Al respecto, Petro declaró: “Claro que hay miles de gritos de gente a la que en realidad compran porque no les pagan el voto o su trabajo como jurados al servicio de candidatos”, e insistió en que el sistema electoral enfrenta fallas graves, más allá de los señalamientos recientes sobre manipulación de jurados y votos impagos.
Amplió su denuncia al señalar que existen riesgos mayores vinculados al manejo del software encargado del conteo y preconteo de sufragios.
Acusó a ciertos funcionarios de tener acceso a los sistemas informáticos y alterar cifras de votos: “Mi crítica va más allá del fraude de jurados ya cometido, y de los registradores que acceden al software y cambian mil votos por 100 millones”. Estas declaraciones incrementaron la tensión política en un momento en el que la confianza pública en las instituciones electorales se encuentra en entredicho.

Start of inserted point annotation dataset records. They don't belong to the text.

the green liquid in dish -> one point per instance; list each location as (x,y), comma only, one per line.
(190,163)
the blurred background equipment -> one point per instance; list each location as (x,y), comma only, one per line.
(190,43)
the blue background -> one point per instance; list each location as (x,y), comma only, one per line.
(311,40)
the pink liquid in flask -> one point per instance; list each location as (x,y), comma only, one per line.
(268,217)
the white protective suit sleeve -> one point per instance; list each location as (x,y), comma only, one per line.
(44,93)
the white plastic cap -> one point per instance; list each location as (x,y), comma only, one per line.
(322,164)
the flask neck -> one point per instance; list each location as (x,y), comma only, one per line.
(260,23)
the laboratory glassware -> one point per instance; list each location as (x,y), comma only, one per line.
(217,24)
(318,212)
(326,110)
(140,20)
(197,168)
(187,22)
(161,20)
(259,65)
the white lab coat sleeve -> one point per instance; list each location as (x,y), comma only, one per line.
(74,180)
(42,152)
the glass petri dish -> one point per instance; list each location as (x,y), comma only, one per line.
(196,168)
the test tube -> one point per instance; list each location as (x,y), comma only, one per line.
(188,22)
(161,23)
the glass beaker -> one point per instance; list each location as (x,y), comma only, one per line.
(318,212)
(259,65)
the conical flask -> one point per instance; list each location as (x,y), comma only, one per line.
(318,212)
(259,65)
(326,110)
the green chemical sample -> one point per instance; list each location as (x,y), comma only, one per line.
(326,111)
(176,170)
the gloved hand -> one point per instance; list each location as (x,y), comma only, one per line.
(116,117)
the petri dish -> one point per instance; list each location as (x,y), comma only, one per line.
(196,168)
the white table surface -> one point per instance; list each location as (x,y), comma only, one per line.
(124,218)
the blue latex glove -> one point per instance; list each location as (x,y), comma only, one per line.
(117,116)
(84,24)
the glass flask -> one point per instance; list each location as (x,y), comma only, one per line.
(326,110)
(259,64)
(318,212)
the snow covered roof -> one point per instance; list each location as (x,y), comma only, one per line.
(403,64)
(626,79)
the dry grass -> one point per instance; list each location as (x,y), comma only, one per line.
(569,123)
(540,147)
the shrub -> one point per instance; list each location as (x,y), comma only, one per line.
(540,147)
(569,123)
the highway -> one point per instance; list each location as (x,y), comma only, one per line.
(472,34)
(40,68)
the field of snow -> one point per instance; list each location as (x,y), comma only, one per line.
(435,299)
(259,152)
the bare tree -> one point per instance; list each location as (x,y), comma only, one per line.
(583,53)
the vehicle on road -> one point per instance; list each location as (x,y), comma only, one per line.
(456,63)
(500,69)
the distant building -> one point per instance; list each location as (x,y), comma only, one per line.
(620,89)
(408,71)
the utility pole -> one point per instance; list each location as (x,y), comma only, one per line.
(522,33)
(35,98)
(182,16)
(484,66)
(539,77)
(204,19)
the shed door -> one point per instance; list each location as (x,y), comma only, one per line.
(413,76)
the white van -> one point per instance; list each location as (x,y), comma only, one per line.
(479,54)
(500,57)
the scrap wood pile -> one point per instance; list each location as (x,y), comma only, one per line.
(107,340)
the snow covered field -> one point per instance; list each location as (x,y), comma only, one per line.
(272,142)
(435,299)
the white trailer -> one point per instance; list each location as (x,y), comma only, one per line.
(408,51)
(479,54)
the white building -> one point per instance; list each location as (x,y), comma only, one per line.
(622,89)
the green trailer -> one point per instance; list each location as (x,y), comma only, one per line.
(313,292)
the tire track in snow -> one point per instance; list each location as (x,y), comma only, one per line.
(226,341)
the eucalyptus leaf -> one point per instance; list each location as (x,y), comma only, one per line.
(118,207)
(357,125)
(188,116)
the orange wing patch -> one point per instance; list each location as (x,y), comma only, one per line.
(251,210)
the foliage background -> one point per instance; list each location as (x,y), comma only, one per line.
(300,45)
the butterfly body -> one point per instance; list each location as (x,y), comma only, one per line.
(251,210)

En su intervención, Petro apuntó directamente a la empresa Thomas Greg & Sons, actual responsable del preconteo y escrutinio electoral, y la vinculó con el contrato para la emisión de pasaportes con la Casa de la Moneda de Portugal. El presidente cuestionó la decisión de la Procuraduría General de la Nación y del Registrador Nacional de solicitar la anulación del contrato con la firma portuguesa.
“¿Quién se beneficia si se anula por unos magistrados el contrato de pasaporte con Portugal? Se beneficia la empresa Thomas Greg and Sons. Se beneficia la actual empresa que hace el preconteo y escrutinio de los votos”, enfatizó el mandatario.
El jefe de Estado fue más allá, relacionando la presunta intención de censurarlo judicialmente con la entrega de fondos públicos a la misma empresa que, según sus palabras, ya había sido señalada en episodios previos de irregularidades: “La procuraduría me quiere silenciar por orden judicial para que no hable de esta empresa y su software de elecciones no auditado”.
El presidente insinuó la existencia de un acuerdo entre un candidato presidencial y los propietarios de la firma encargada del escrutinio. La denuncia vincula estos hechos con la campaña electoral, aumentando la presión sobre los organismos de control y generando preocupación sobre la equidad en las elecciones.
Gustavo Petro aseguró que se busca censurarlo judicialmente - crédito @petrogustavo. En su mensaje, Petro preguntó públicamente: “¿Cuál es el propósito a punto de buscar la censura del presidente de Colombia con todos mis derechos hasta como ciudadano?”. También aseguró que “ya se realizó un trato entre un candidato, que busca ganar a toda costa y no importa el medio, y los dueños de la empresa escrutadora de elecciones”, tras lo cual afirmó finalmente:
“Estamos ante un trato de fraude así el procurador de la nación no sepa. Es inmoral beneficiar en medio de las elecciones con centenares de millones de dólares públicos a la firma que hace el escrutinio. El pueblo y el mundo deben cuidar el voto popular en Colombia”.